Joana Hadjithomas : Oui, probablement. Mais le jeune avec son smartphone créé des choses intéressantes aussi. Au cinéma, on souffre beaucoup du diktat de l’histoire : il faut toujours raconter quelque chose, il faut que tout le monde comprenne, etc. Mais nous, on pense qu’il faut ne pas oublier de faire du cinéma. Le cinéma, c’est la lumière, le cadre, le son, l’histoire, les acteurs, les corps, la sensualité… Le cinéma, c’est des couches et des textures, et nous, notre idéal est que l’histoire se mêle à toutes ces textures, que tout cela ne fasse qu’un. On pense que les textures, les éléments formels racontent autant qu’une trame scénaristique ou un dialogue.
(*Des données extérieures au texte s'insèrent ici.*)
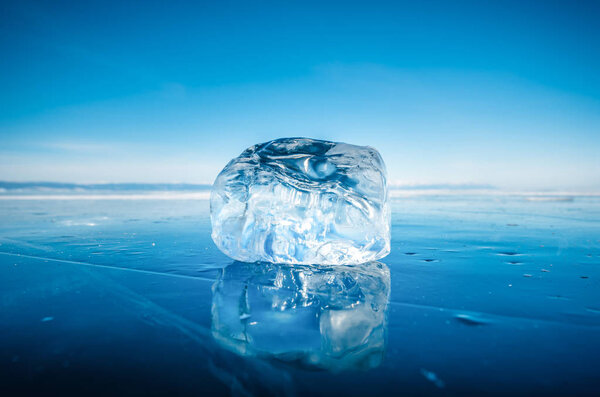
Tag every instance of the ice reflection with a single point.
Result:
(321, 317)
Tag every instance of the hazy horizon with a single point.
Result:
(503, 94)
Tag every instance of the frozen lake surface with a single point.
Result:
(481, 295)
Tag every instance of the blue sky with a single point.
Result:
(506, 93)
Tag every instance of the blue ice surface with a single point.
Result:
(487, 295)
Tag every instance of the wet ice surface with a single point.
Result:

Khalil Joreige : C’est simple, on ne sépare jamais le fond de la forme. Dans notre cinéma, tout est intrinsèquement mêlé, tout est organique : l’histoire, les textures, les thèmes, les formes, les idées…

Joana Hadjithomas : Il y a une spécificité du cinéma dont nous voulons profiter pleinement. Par exemple, on aime travailler les images directement : dans un plan, on va brûler l’image, dans un autre, on va la découper… L’image est un champ de possibles, autant les utiliser.

Khalil Joreige : Le film parle du passé d’une famille et d’un pays, mais on voulait ce faisant réinvoquer le passé du cinéma et des images. Au départ, dans le film, il y a des images fixes. Puis ça s’anime, comme dans un flipbook ou dans la chronophotographie de Marey ou Muybridge, puis la première animation fait référence à Méliès…

Joana Hadjithomas : C’était intéressant de ne pas séparer ces histoires : celle d’une famille, celle d’un pays et celle d’un médium. Le spectateur va voir tout cela en même temps. On vient de l’expérimentation artistique, mais on adore aussi raconter des histoires. Pourquoi ne devrait-on faire que l’un, ou que l’autre ? Non, pour nous, ça va de pair.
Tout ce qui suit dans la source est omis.